En segundo lugar, las causas de extinción de la pensión de alimentos son las establecidas en la ley, ex art. 152 del C. Civil , y habiendo reconocido el juzgador a quo, con notable acierto, la obligación de información por parte de la Sra. Bibiana anualmente la situación económica de su hija no puede el apelante ni pretender una declaración de futuro -que se extinga automáticamente la pensión si es que no se da información con efectos retroactivos- sólo prevista por la LEC en el art. 220para otros casos, ni mucho menos extinguir automáticamente un derecho a percibir los alimentos con el peregrino fundamento de la "no información", si efectivamente se diera el caso de incumplimiento de este deber, lo procedente será pedir su cumplimiento que no la extinción del derecho.

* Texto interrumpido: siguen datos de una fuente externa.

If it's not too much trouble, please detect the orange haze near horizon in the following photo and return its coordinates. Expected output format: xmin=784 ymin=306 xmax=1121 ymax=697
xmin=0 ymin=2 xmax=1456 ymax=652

Nada impedirá que una vez producida la independencia económica de la hija común el padre solicite y obtenga, si es que hay oposición, un pronunciamiento judicial como el que ahora se ha producido en la instancia respecto del otro hijo mayor, Pedro Francisco, pero que someterá a la evaluación del tribunal que ahora, desconociendo los avatares que el futuro puede deparar a Mariola, resultaría arbitrario conceder tal como se nos pide.

 

QUINTO.- En virtud de lo dispuesto en el art. 398 de la LEC cuando sean desestimadas todas las pretensiones de un recurso de apelación, se aplicarán en cuanto a las costas del recurso lo dispuesto en el art. 394. En caso de estimación total o parcial de un recurso de apelación, no se condenará en las costas de dicho recurso a ninguno de los litigantes.

 

En virtud de la Potestad Jurisdiccional que nos viene conferida por la Soberanía Popular y en nombre de S.M. el Rey

 

 

Fallo

Que estimando parcialmente el Recurso de Apelación formulado por D. Primitivo representado por la Procuradora Dª María Jesús Soutullo Crespo contra la Sentencia dictada en los autos de Modificación de Medidas nº 412/08 por el Juzgado de Primera Instancia nº 2 de Cambados la debemos revocar y revocamos en el único sentido de fijar como pensión alimenticia de la hija común Mariola, la cantidad de 221,98 euros mensuales más dos pagas extras por la mitad de su importe, confirmándola en todo lo demás sin hacer especial pronunciamiento en cuanto a las costas de esta alzada.

 

Así lo acuerdan, mandan y firman los Ilmos. Sres. Magistrados que componen esta Sala, D. FRANCISCO JAVIER MENÉNDEZ ESTÉBANEZ, Presidente; Dª MARIA BEGOÑA RODRÍGUEZ GONZÁLEZ, ponente y D. JACINTO JOSÉ PÉREZ BENÍTEZ.